Installing CDROM drivers in DOS, WIN 3.1, Win95

In order to use a CD-ROM Drive, your computer must first have a CD-ROM software driver installed. This is usually supplied with the drive but may not necessarily have been installed. The CD-ROM software driver is normally supplied on a floppy disk and includes a SETUP or INSTALL program. Following installation, the CD-ROM software driver is normally loaded at system startup time via a series of entries in the machine's C:\CONFIG.SYS & C:\AUTOEXEC.BAT files.
For example:

[config.sys]
DEVICE=C:\DOS\HIMEM.SYS
DEVICEHIGH=C:\DOS\oakcdrom.sys /D:mscd001
LASTDRIVE=F

[autoexec.bat]
LH C:\DOS\MSCDEX.EXE /D:mscd001 /l:D
The first /D: switch is the drive number, which must be the same in both config.sys and autoexec.bat. In the above example its "/D:mscd001". (If you had 2 drives fitted the second may be /D:mscd002) The /l:D switch sets a drive letter for your CD-ROM. (In this case Drive D:\) You can make this anything you want after your Hard Drives that is not taken, but make sure you put a "LASTDRIVE=" line at the end of config.sys to allow for enough environmental space.
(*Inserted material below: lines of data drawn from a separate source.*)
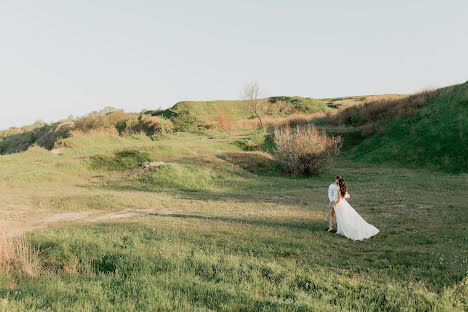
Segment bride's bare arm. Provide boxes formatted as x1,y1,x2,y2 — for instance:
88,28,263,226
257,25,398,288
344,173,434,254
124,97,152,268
333,191,341,207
This can be made as the letter after your last drive in use (i.e. =F) as each letter used, uses a small piece of available environment. (LASTDRIVE=Z would enable ALL available Drive Letters) In this example HIMEM.SYS is used to load driver into upper memory block.
oakcdrom.sys = CD-ROM Driver (Which is named differently by each manufacturer) and can be located in its own directory.
MSCDEX.EXE is provided as part of MS-DOS and sometimes on Install Disk as well.
HIMEM.SYS is provided as part of MS-DOS and enables use of the upper memory area.